Masyarakat lebih layak dikatakan sebagai pemenang dalam masa Pandemi Covid-19 ini, masyarakat berada pada garda terdepan dalam melakukan dokumentasi peradaban yang menghasilkan arsip-arsip yang dianggap sebagai wujud personalitas. Artinya masyarakat dapat mendokumentasikan apa yang terjadi pada hari ini sesuai dengan apa yang telah mereka alami, dengan tidak terbatas oleh berbagai media. Masyarakat menyimpan memori mereka dalam berbagai wujud yang dapat mengedukasi sekaligus memberikan proses yang hikmat. Seperti halnya masyarakat dengan bermodal waktu kebersamaan yang lebih dapat merunut susur galur keluarga sampai mengetahui pohon keluarga sesuai dengan nasabnya.

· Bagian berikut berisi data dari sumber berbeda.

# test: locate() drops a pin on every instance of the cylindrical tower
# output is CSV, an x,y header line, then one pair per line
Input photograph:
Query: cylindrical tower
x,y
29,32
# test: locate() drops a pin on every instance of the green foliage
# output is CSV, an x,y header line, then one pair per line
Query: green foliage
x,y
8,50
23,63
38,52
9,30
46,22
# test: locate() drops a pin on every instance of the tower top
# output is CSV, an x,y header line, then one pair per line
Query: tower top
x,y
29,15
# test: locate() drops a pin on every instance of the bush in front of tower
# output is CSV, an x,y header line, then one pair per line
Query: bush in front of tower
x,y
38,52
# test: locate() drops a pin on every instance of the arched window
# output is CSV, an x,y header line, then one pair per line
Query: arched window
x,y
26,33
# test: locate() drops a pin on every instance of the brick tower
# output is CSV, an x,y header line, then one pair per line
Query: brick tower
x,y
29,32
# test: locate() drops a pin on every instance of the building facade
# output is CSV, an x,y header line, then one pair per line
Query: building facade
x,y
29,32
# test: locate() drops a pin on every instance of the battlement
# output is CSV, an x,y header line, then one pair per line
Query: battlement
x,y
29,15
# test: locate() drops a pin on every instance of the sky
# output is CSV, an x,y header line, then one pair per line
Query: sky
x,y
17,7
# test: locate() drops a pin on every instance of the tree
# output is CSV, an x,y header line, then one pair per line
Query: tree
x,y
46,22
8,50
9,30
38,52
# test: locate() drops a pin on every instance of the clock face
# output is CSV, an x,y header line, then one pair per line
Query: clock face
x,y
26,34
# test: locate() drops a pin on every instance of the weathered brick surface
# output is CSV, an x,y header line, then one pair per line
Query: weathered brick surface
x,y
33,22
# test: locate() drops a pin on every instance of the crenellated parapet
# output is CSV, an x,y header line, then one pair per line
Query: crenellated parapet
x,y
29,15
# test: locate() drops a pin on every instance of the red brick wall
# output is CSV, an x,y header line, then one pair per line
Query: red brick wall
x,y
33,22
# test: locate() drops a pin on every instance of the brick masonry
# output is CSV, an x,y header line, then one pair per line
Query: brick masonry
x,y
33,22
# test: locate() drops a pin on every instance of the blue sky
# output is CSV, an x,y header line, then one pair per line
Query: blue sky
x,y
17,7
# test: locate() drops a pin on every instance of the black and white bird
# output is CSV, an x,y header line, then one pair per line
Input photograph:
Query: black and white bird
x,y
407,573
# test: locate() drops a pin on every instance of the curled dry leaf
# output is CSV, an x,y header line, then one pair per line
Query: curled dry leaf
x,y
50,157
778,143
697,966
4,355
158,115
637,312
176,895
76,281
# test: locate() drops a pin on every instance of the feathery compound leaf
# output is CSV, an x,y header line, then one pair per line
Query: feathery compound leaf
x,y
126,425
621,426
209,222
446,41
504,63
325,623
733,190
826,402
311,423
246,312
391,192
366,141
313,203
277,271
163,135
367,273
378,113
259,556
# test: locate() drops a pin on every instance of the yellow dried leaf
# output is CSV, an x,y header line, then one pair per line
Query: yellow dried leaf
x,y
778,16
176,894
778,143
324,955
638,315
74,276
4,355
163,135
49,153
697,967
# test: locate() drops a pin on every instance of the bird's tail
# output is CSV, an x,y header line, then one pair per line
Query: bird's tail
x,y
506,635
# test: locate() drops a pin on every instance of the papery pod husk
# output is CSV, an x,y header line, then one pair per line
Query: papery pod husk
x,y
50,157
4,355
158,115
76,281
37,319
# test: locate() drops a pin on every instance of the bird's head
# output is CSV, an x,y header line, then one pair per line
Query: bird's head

Menurut Larassati (dalam Wardani dan Murti (eds.), 2014:186) Arsip dalam hal ini menjadi sebuah fregmentasi dari ingatan-ingatan atau pilihan-pilihan yang melahirkan proses kesejarahan dan makna baru dalam kehidupan, berdasarkan presepsi, representasi dan interpratasi penikmatnya. Sehingga arsip secara kegunaan mewakili pilihan-pilihan pembuatnya, termasuk cara merespon, menjalani, dan menikmati sebuah proses waktu dengan kegiatan yang akan, baru, dan telah dilakukan.

Masyarakat mempunyai peran khusus untuk menyimpan memori masa pandemi tanpa merasa dirinya penting. Klaim arsip itu penting terkesan eksklusif dan terlalu menganggap dirinya berperan penting, tanpa menyadari urgensi kepentingan yang justru secara tidak langsung telah membatasi perkembangan makna sebuah arsip dan kerja pengarsipan. Sebagaimana fakta hanya sebagai pemantik seseorang untuk mencari makna, dan sebagaimana arsip sebagai salah bukti yang paling mendekati fakta.


Ditulis oleh Abida Ainun Nuha/Arsiparia.